Novel 4-D Open-Curve Active Contour and curve completion approach for automated tree structure extraction

  • Authors:
  • Yu Wang;A. Narayanaswamy;B. Roysam

  • Affiliations:
  • Rensselaer Polytech. Inst., Troy, NY, USA;Rensselaer Polytech. Inst., Troy, NY, USA;Univ. of Houston, Houston, TX, USA

  • Venue:
  • CVPR '11 Proceedings of the 2011 IEEE Conference on Computer Vision and Pattern Recognition
  • Year:
  • 2011

Quantified Score

Hi-index 0.00

Visualization

Abstract

We present novel approaches for fully automated extraction of tree-like tubular structures from 3-D image stacks.
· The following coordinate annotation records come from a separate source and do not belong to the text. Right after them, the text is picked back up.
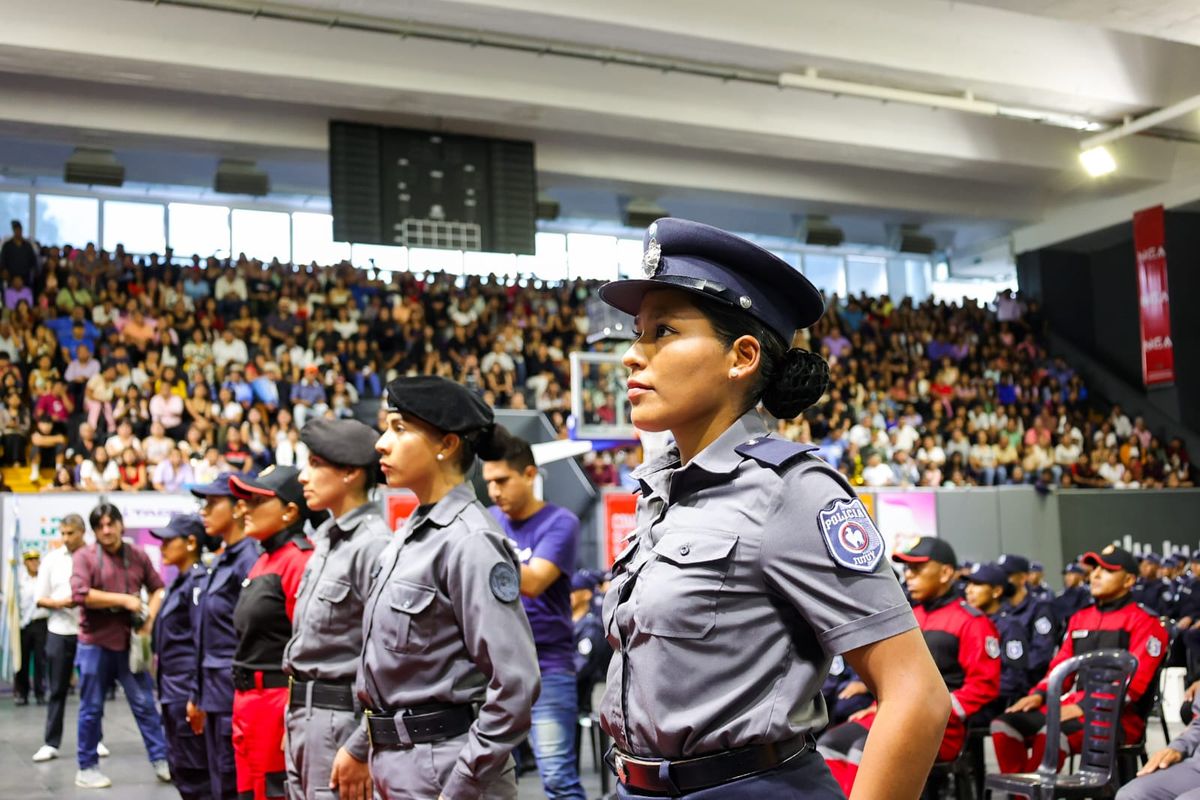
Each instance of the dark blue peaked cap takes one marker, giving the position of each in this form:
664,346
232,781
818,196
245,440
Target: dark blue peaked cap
699,258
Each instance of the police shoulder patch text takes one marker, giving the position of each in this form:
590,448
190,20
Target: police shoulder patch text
850,535
504,582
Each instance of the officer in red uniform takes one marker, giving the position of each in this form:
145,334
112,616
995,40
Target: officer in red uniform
1115,621
275,513
965,647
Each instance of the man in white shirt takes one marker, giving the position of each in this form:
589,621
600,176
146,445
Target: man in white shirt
33,635
54,596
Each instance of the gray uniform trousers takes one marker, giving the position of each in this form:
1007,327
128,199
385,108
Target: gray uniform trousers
420,773
1179,782
313,738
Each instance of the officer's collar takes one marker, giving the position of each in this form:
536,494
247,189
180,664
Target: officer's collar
448,509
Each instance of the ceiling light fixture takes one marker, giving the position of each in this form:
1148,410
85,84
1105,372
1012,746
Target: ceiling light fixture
1098,161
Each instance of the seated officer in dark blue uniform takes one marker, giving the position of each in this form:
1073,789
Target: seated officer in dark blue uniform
1075,594
174,644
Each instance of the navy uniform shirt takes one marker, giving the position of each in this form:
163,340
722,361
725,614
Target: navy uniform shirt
216,639
749,570
174,636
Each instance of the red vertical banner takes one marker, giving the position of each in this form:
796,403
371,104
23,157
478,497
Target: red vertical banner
1150,245
619,522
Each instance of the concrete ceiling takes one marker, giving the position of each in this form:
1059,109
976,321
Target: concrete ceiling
171,89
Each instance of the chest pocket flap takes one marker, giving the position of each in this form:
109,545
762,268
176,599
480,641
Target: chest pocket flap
678,588
408,629
333,591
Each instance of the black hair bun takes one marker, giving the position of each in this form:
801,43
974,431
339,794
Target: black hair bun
799,380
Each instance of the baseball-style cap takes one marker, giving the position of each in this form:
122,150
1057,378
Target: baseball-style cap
1113,558
282,482
181,525
1013,563
346,443
445,404
927,548
217,488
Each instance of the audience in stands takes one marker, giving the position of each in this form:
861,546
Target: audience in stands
217,364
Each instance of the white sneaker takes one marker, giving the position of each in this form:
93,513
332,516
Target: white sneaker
93,779
46,753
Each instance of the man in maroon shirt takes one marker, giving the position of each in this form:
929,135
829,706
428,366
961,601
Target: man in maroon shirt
107,583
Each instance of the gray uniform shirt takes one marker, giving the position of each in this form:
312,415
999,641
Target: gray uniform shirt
444,624
327,627
749,570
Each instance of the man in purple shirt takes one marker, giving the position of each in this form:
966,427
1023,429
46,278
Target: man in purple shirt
546,539
106,583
A 4-D Open-Curve Active Contour (Snake) model is proposed for simultaneous 3-D centerline tracing and local radius estimation. An image energy term, stretching term, and a novel region-based radial energy term constitute the energy to be minimized. This combination of energy terms allows the 4-D open-curve snake model, starting from an automatically detected seed point, to stretch along and fit the tubular structures like neurites and blood vessels. A graph-based curve completion approach is proposed to merge possible fragments caused by discontinuities in the tree structures. After tree structure extraction, the centerlines serve as the starting points for a Fast Marching segmentation for which the stopping time is automatically chosen. We illustrate the performance of our method with various datasets.